Probably against my better judgment, we arranged to meet. I found her in the foyer of one of the plushest hotels in Mayfair. Over dinner she mostly complained about her husband. Alarm bells rang. I was uncomfortable. At least 20 years my senior, she invited me very directly to stay the night in her luxurious bedroom. Was the lady a fully paid-up nymphomaniac or just lonely? Playing the polite English gentleman to the hilt, I rebuffed her advances. She wasn't my type at all. She was furious. I couldn't really tell her that I was staying with my Mum and Dad, who would worry unduly if I did not reappear that evening.

But my favourite denizen of the Casa was a home-grown Romanian. Experienced topers from the university community occupied the room on the left of the Casa, known as the Left Bank. It was the preserve, especially late on Sunday mornings, of those of pensionable age, many in their 70s, some in their 80s. Among them, nobody offered more entertainment value than Professor Stefan Cuciureanu, Head of the Italian Department, the thirstiest man in Iasi. Provided he was well-supplied with bottles of wine to quench his inexhaustible craving, he would discourse learnedly and amusingly in French, Italian and Romanian on any literary or linguistic subject within his expertise, from Dante Alighieri to Gabriele d'Annunzio, from Luigi Pirandello to Italo Svevo, on Vulgar and Medieval Latin, and the many bonds which united Romania and Italy.
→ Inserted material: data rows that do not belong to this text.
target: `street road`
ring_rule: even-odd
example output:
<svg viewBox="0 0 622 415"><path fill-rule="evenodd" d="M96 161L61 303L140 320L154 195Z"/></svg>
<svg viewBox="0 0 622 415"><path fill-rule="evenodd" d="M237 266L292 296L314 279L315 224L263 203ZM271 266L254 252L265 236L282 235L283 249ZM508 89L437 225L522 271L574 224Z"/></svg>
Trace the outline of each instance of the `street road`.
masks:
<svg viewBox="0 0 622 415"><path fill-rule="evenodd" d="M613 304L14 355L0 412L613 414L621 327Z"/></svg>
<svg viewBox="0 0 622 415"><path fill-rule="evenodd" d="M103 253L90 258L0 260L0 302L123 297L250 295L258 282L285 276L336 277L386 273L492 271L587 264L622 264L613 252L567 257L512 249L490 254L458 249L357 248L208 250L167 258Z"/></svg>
He had done his postgraduate studies in Mussolini's Italy. With the installation of communism, his master's degree in linguistics was briefly considered fascist and inadmissible in the socialist republic. But Cuciureanu was far more interested in wine than politics. The Securitate left him alone, although his outrageous public behaviour was deeply subversive of the communist system and its outward respectability.

One evening I showed my judgment had improved not one whit by inviting him and a couple of companions to visit my fourth-floor apartment. Already well-oiled, he fell asleep in my only armchair, peed down his trouser leg and wet the government-issue carpet. On regaining consciousness, he proffered me his empty glass, and resumed his previous topic. We had to half-carry him down to the entrance - the lift was broken, of course - and pour him into a taxi. When I next met him a few days later, it was as if nothing untoward had ever happened.

This legendary figure is still talked about fondly. His academic contributions and riotous lifestyle were recently the subject of a paper by a colleague at a conference on 70 years of Italian Studies in Romania. He managed to make three visits to his beloved Italy during the communist era and died, well-pickled, in his 80s, a testimonial to the life-giving properties of vin de casa.

I remember him affectionately. Unlike many inveterate boozers, he was never boring. Well, almost never. These lines are as much a tribute to a colourful tippler and linguist as they are to a place and an era in which the vapours of good wine and good company helped to stifle and drown, for a few hours, the endless adulation of the Conducator in the party newspaper, Scinteia, and on television, where a fawning court poet presided almost every Saturday night over mass propaganda rallies with special light effects.